The bankruptcy court denied the Unruhs’ motion to abandon the homestead or amend exemptions. The bankruptcy court found that the Unruhs intentionally undervalued their property, that their conduct constituted bad faith, and that allowing the amendment would prejudice the Unruhs’ creditors. The Unruhs appealed to the district court. The district court entered a final judgment affirming on January 30, 2006. From this judgment, the Unruhs appeal pro se.

II.

The Unruhs contend that the bankruptcy court erred by denying their motion to amend their exemptions. They argue that the bankruptcy court’s finding of bad faith is not supported by the evidence and that allowing them to amend their exemptions would not prejudice their creditors.

III.

Our review of the record is fully convincing that the bankruptcy court did not commit clear error in finding that the Unruhs completed their exemption schedules in bad faith. The Unruhs’ motion to amend was therefore properly denied. Because the bankruptcy court’s finding of bad faith *150 is sufficient to deny the Unruhs’ motion to amend, we do not address the finding that creditors would be prejudiced.

In reviewing cases originating in bankruptcy, we perform the same function as the district court: findings of fact are reviewed under the clearly erroneous standard and conclusions of law are reviewed de novo. Barron v. Countryman, 432 F.3d 590, 594 (5th Cir.2005). The Supreme Court has stated: “A finding is ‘clearly erroneous’ when although there is evidence to support it, the reviewing court on the entire evidence is left with the definite and firm conviction that a mistake has been committed.” United States v. United States Gypsum Co., 333 U.S. 364, 395, 68 S.Ct. 525, 92 L.Ed. 746 (1948). Strict application of the clearly erroneous standard is appropriate where the district court has affirmed the bankruptcy court’s findings of fact.

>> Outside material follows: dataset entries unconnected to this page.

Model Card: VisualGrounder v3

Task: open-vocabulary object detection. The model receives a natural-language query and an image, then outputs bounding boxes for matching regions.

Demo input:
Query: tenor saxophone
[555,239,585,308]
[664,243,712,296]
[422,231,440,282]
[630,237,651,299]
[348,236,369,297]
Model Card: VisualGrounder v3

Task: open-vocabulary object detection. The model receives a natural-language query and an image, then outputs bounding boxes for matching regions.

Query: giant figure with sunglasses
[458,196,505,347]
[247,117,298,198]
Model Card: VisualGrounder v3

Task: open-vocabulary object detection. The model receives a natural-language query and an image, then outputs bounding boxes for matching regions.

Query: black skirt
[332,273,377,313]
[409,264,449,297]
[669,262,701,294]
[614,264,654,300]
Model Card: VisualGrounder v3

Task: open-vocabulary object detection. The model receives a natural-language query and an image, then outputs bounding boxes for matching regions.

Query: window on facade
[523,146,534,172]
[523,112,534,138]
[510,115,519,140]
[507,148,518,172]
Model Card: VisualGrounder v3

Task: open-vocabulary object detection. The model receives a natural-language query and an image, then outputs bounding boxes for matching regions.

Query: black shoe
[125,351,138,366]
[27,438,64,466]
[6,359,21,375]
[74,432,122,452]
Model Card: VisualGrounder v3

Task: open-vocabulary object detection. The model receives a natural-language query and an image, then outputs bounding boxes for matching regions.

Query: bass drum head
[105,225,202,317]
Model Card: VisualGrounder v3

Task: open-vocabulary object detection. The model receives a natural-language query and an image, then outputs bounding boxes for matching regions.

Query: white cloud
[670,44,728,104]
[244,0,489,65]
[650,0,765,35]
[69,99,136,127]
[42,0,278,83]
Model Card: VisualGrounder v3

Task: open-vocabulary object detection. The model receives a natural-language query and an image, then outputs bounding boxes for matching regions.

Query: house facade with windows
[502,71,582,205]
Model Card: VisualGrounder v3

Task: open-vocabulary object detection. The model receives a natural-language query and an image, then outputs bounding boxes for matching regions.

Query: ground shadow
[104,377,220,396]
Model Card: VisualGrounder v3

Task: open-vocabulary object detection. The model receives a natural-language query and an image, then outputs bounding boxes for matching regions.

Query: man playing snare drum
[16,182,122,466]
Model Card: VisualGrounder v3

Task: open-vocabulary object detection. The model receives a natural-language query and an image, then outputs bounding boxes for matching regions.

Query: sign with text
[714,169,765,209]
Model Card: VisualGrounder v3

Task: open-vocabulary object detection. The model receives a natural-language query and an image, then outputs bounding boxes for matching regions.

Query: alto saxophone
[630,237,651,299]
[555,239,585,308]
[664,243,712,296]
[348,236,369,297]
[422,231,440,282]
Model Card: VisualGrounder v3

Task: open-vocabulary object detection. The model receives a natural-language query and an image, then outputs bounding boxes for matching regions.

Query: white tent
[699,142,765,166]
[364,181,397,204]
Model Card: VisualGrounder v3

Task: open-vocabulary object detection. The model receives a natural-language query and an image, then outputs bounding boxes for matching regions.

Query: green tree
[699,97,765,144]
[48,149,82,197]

In re Young, 995 F.2d 547, 548 (5th Cir.1993). We are particularly mindful that the bankruptcy court has the opportunity to judge the credibility of the witnesses. In re Bradley, 501 F.3d 421, 434 (5th Cir.2007). “Moreover, when the bankruptcy court’s weighing of the evidence is plausible in light of the record taken as a whole, a finding of clear error is precluded, even if we would have weighed the evidence differently.” Id.

Amendments to exemptions are generally allowed liberally under Federal Rule of Bankruptcy Procedure 1009. However, leave to amend may be denied “if there is a showing of the debtor’s bad faith or of prejudice to the creditors.” In re Williamson, 804 F.2d 1355, 1358 (5th Cir.1986). A finding of bad faith requires some form of deception, such as an effort to mislead creditors or to conceal assets, as opposed to a mere mistaken failure to list an asset or to claim an exemption. See McFatter v. Cage, 204 B.R. 503, 508 (S.D.Tex.1996).

The Unruhs incorrectly contend that nothing short of concealment of an asset itself may constitute bad faith. Bad faith may also be shown by a gross and deliberate understatement of the value of an asset, made in an attempt to deceive creditors or the bankruptcy court. See In re Hannigan, 409 F.3d 480, 484 (1st Cir.2005) (affirming a finding of bad faith where debtor had intentionally undervalued property by listing value for only one of two parcels); In re Bauer, 298 B.R. 353, 356 (8th Cir.